Here is what Teddy said to the school board tonight:
(from Irene)

Thank you for allowing me to speak to the school board.

My name is Teddy Willis. I am 11 years old and I’m a fifth grader at Goodnoe Elementary school. The month of April is autism awareness month. Autism awareness is very important to me because I am a person with autism. I would like more people to understand my disability about having trouble with social skills. If they did that then I wouldn’t be the least popular kid at Goodnoe and I would just be like everybody else.

Kids at school are sometimes mean to me. They do things like get me out first on purpose so that I get really upset. I tried to tell the kids about autism last week but the teacher wouldn’t let me. I don’t think that was fair but this week I was able to say a few sentences about autism during morning meeting. If people understood more about my disability then maybe they wouldn’t be mean to me. Maybe they would see the good things about me. I want to have friends like everybody else and I want to play with other students without getting picked on because of my disability.

Telling people more about autism would probably help.

Thank you.

Does anybody have any questions about autism?

MOM-NOS said...

Irene, thank you so much for posting Teddy's presentation to the Board. You must have been so proud! He is quite a kid.

All the best to both of you!

Anonymous said...

CR student takes mike, tells story

Bucks County Courier Times

Teddy Willis got his chance to speak publicly on Thursday night.

The Goodnoe Elementary fifth-grader, who has autism, recently spoke about his disability at his school after initially being denied. Thursday night, he addressed the Council Rock school board during its public comment section.

“I would like more people to understand my disability about having trouble with social skills,” he said into the microphone. “If they did that, then I wouldn't be the least popular kid at Goodnoe and I would just be like everybody else.”

What came next was a surprise to both Teddy and his parents, Irene and Ted Willis of Newtown Township.

After leaving the board room, Teddy was introduced to Andrew Flinn, a 13-year-old seventh-grader with Asperger's syndrome, a mild form of autism.

Andrew and his mother, Noreen, drove an hour from Coopersburg to listen to what Teddy had to say.

“My son, like Teddy, is picked on in school,” Noreen said. “We wanted to approach [my son's] school about it but were also turned away.”

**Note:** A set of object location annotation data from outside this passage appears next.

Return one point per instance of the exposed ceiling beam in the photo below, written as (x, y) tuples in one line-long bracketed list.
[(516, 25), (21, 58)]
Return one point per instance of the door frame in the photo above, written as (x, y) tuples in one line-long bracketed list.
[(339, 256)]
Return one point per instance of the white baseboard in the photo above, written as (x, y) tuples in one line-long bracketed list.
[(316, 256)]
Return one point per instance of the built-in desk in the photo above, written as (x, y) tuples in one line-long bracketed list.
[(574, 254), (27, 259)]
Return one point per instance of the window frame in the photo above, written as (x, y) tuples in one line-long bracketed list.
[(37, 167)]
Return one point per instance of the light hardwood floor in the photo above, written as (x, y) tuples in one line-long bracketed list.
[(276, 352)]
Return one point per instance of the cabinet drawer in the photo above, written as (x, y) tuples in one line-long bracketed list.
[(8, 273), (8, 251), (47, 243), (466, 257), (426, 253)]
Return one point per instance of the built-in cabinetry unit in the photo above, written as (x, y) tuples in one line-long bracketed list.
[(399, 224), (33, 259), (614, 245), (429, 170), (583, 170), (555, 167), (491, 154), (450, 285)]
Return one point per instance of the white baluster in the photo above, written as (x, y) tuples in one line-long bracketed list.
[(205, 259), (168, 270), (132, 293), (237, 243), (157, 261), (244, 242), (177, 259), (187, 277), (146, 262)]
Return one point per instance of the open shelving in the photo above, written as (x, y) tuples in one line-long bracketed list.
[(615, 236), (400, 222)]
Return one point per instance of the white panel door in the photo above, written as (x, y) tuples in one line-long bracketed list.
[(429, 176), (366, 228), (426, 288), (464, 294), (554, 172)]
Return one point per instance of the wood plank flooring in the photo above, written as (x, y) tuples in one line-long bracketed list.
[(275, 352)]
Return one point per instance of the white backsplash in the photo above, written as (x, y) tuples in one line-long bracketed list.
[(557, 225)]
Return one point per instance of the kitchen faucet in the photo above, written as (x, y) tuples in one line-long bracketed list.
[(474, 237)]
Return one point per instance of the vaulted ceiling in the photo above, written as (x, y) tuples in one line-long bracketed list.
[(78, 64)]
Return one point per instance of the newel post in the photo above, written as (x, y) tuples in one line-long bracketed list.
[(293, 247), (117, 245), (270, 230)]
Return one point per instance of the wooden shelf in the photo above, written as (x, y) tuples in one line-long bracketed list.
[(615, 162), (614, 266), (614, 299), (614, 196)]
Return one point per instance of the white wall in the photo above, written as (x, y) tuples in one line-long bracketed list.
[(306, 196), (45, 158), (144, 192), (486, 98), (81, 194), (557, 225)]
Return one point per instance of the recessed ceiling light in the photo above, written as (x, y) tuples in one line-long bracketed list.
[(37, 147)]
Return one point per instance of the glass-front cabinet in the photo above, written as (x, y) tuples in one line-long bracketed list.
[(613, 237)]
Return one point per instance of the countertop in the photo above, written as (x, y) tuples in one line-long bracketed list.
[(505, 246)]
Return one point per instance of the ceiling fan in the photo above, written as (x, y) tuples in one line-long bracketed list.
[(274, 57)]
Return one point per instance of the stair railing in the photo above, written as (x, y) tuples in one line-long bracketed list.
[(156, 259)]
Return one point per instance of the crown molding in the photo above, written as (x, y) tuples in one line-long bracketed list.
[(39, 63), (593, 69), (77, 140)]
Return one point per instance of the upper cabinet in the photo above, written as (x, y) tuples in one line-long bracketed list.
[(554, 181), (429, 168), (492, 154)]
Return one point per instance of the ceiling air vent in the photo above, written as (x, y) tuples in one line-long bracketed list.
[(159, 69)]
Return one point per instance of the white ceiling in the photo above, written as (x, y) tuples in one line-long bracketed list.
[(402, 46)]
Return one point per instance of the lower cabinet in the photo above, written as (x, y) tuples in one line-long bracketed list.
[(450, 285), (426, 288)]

Andrew said the bullying he received was really bad a few years ago.

“Fourth grade was the worst grade for bullying. The kids started getting their kicks by picking on me,” he said.

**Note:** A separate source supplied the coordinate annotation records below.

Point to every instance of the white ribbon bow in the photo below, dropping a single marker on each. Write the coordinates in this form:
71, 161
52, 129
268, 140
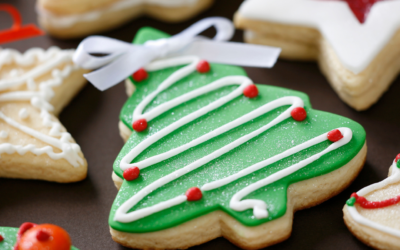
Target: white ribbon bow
123, 59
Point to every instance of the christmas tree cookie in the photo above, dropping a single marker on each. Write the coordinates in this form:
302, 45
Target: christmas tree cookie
373, 213
34, 88
355, 42
31, 236
212, 154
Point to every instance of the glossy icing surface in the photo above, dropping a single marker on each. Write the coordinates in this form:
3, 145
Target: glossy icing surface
286, 135
10, 238
356, 44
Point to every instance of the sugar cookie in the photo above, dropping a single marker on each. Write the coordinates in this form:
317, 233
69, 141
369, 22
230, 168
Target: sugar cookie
373, 213
34, 87
77, 18
358, 51
211, 154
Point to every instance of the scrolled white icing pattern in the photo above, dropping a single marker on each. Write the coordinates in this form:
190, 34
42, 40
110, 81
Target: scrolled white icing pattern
393, 178
47, 61
236, 203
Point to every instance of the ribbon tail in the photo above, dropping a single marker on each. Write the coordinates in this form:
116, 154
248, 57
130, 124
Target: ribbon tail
119, 69
248, 55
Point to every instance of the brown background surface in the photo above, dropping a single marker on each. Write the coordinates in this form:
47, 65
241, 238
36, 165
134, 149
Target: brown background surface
83, 208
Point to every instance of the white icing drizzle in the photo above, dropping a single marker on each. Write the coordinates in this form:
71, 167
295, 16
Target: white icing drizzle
393, 178
23, 113
259, 207
355, 44
3, 134
64, 21
40, 99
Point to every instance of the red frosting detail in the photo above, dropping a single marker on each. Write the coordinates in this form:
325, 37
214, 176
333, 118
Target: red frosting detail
397, 158
17, 30
250, 91
299, 114
45, 237
42, 235
22, 229
131, 174
140, 75
194, 194
140, 125
203, 66
361, 8
335, 135
364, 203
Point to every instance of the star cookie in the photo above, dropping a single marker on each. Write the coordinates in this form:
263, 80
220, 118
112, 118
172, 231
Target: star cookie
34, 88
356, 43
69, 19
373, 213
210, 154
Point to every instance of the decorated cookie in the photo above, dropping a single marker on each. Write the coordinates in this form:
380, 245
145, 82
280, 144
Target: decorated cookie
35, 237
356, 43
68, 19
373, 213
209, 154
34, 88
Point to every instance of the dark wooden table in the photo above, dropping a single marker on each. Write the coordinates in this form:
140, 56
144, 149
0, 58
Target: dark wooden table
92, 117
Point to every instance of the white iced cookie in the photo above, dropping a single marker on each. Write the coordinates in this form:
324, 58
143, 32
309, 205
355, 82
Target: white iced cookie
373, 213
34, 87
357, 50
73, 18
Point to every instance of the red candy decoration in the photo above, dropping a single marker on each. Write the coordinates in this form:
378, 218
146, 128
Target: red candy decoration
22, 229
42, 235
17, 31
203, 66
375, 204
299, 114
131, 174
250, 91
139, 125
140, 75
45, 237
361, 8
194, 194
335, 135
397, 158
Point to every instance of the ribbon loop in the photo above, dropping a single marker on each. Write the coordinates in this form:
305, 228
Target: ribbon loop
123, 58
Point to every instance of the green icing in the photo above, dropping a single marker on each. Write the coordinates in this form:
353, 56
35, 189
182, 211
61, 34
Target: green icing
285, 135
10, 238
351, 201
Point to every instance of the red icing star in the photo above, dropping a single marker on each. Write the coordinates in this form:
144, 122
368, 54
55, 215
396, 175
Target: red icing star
361, 8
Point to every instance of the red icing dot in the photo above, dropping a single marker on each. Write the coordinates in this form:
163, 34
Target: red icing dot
45, 237
194, 194
22, 229
361, 8
299, 114
139, 125
397, 158
203, 66
140, 75
131, 174
42, 235
250, 91
335, 135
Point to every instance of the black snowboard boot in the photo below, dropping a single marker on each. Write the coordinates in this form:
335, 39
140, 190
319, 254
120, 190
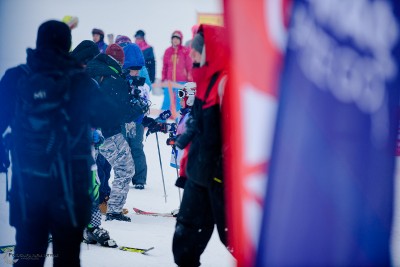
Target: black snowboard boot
117, 216
98, 235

Irene Willis, Teddy's mother, said her son's presentation before the school board not only raised awareness with board members, but to the district as a whole.

“Hopefully there will be more sensitivity training and people will embrace what Teddy feels like to have autism spectrum disorder,” she said.

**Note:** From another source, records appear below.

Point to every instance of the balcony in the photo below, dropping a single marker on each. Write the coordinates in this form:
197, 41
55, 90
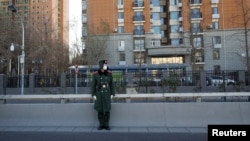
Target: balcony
139, 32
138, 18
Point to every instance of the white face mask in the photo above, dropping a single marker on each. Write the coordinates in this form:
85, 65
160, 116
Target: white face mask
105, 67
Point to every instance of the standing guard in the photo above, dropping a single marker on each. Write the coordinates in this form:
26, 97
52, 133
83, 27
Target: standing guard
103, 90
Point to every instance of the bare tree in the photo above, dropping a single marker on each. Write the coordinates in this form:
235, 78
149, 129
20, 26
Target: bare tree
242, 19
96, 44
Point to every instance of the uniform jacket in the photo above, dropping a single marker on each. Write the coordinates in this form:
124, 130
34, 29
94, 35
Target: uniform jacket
102, 87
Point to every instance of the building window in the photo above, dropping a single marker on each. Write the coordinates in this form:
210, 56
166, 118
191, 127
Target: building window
138, 3
155, 2
199, 56
155, 16
214, 10
121, 44
120, 15
216, 54
174, 15
163, 33
163, 21
197, 42
216, 68
216, 40
167, 60
139, 57
195, 27
215, 25
175, 42
174, 2
120, 2
195, 1
122, 56
156, 29
139, 44
120, 29
195, 13
175, 28
163, 9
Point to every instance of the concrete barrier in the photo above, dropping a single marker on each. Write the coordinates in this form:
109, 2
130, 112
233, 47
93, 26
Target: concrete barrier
189, 114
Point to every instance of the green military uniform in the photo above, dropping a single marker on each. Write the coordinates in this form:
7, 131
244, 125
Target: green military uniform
103, 87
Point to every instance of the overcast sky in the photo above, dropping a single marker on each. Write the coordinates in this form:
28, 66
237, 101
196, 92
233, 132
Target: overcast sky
75, 23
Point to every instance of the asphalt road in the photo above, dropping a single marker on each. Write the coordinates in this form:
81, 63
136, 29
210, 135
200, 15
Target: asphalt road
100, 136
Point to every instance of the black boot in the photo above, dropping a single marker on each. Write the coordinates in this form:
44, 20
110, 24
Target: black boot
106, 120
101, 120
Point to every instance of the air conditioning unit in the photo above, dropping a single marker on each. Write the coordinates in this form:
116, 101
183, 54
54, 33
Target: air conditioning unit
114, 30
210, 26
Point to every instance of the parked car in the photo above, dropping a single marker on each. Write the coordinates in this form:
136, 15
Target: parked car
217, 80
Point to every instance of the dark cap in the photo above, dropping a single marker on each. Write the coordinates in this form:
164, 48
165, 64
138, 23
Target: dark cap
101, 62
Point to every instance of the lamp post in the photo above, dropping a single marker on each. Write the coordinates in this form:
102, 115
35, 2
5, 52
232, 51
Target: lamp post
22, 56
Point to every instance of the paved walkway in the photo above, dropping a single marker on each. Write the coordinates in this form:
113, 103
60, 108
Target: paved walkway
113, 129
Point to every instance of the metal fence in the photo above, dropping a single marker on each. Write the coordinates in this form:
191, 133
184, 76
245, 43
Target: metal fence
138, 78
143, 82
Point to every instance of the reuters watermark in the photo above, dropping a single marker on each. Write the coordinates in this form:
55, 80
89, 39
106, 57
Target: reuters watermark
239, 132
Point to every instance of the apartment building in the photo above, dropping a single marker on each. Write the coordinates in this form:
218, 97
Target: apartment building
45, 25
200, 34
43, 16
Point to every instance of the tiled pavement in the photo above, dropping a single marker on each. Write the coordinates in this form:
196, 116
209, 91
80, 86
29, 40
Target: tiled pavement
113, 129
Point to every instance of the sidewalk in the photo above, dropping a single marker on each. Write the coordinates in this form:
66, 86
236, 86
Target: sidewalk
113, 129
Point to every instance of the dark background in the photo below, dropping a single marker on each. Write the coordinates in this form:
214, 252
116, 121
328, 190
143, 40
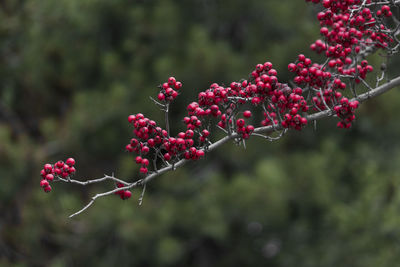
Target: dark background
71, 71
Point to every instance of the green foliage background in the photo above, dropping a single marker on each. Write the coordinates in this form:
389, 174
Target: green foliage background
71, 71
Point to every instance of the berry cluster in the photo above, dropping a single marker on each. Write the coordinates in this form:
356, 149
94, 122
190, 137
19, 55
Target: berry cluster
56, 170
169, 90
345, 111
123, 194
384, 11
350, 30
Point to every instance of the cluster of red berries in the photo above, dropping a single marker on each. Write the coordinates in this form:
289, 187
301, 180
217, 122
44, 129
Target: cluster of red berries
347, 30
56, 170
244, 130
169, 90
123, 194
345, 111
327, 99
384, 11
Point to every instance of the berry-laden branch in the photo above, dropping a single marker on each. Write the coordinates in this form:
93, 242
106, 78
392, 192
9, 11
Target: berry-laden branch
350, 30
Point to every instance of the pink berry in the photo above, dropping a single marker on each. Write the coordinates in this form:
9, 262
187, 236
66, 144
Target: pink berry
70, 162
247, 113
47, 188
44, 183
50, 177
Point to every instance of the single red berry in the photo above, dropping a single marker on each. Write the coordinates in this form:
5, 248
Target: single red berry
48, 168
143, 170
72, 170
50, 177
167, 156
199, 153
178, 85
131, 118
138, 159
240, 122
70, 162
247, 113
47, 189
44, 183
161, 97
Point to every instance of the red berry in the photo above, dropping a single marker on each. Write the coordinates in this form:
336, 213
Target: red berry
70, 162
44, 183
247, 113
50, 177
47, 188
48, 168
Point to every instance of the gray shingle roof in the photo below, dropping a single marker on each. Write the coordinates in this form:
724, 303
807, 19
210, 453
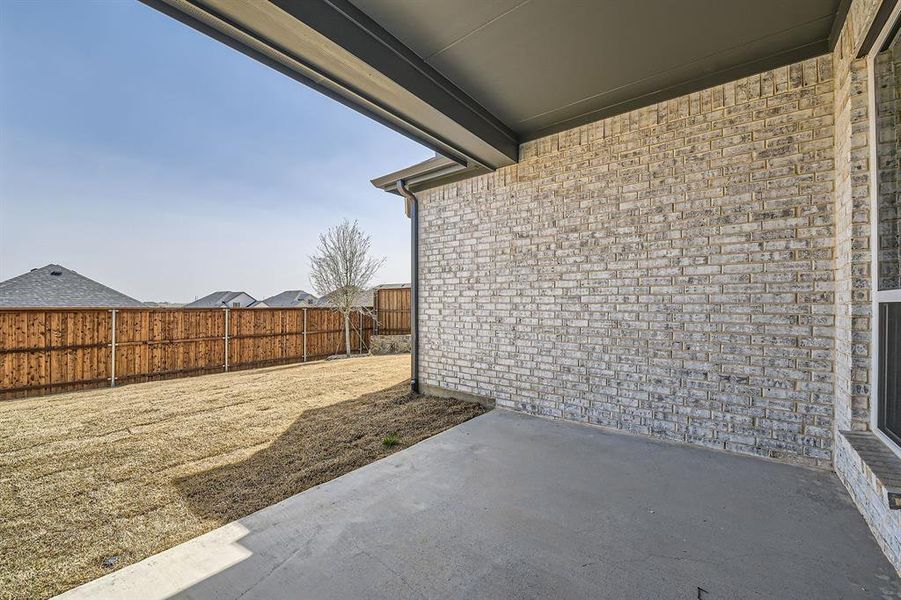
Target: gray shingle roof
391, 286
290, 298
215, 300
364, 299
55, 286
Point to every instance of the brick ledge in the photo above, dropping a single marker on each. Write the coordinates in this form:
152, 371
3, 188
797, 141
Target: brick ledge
880, 460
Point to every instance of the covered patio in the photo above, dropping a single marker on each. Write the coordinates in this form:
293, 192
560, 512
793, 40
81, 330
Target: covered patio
675, 219
514, 506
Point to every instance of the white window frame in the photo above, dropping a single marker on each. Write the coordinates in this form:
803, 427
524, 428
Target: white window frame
876, 296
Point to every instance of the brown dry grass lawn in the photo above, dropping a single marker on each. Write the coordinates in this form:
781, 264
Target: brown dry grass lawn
131, 471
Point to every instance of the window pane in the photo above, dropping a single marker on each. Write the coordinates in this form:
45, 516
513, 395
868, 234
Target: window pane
890, 369
888, 149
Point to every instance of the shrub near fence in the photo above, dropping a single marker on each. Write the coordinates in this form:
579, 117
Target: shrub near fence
46, 351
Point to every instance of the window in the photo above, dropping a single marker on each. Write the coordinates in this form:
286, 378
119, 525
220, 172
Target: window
886, 235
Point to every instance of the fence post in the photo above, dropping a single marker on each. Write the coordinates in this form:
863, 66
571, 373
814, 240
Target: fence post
376, 314
113, 348
226, 340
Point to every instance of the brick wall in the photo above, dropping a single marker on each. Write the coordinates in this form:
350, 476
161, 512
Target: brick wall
853, 275
668, 271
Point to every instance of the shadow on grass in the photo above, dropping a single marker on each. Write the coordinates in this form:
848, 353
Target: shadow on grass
322, 444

Carol Bemmels, Teddy's grandmother and a guidance counselor at Conwell-Egan Catholic High School in Bristol Township, said she was proud of Teddy and Irene for their comments to the board.

“Allowing kids with disabilities to speak for themselves is positive,” said Bemmels, who was the person who informed the Flinn family about Teddy's presentation.

Irene said she was happy to meet Andrew and his mother. She said she hopes for similar connections with students at Teddy's school.

“Maybe 10 kids will look beyond his disability and see that he is a child who wants to play and will want to be his friend,” she said.

As for Teddy and Andrew, the two already swapped e-mail addresses.

“I'm just glad he made another friend,” Noreen said. “It was well worth the ride.”

Kendra Gentry can be reached at 215-949-4206 or

April 20, 2007 6:43 AM

Daisy said...

Awareness -- it is the lowest form of knowledge, perhaps, but without awareness, nothing else can happen. Thanks to Irene and Teddy for pouring the foundation, bringing the awareness of Aspergers to his classmates and the school staff.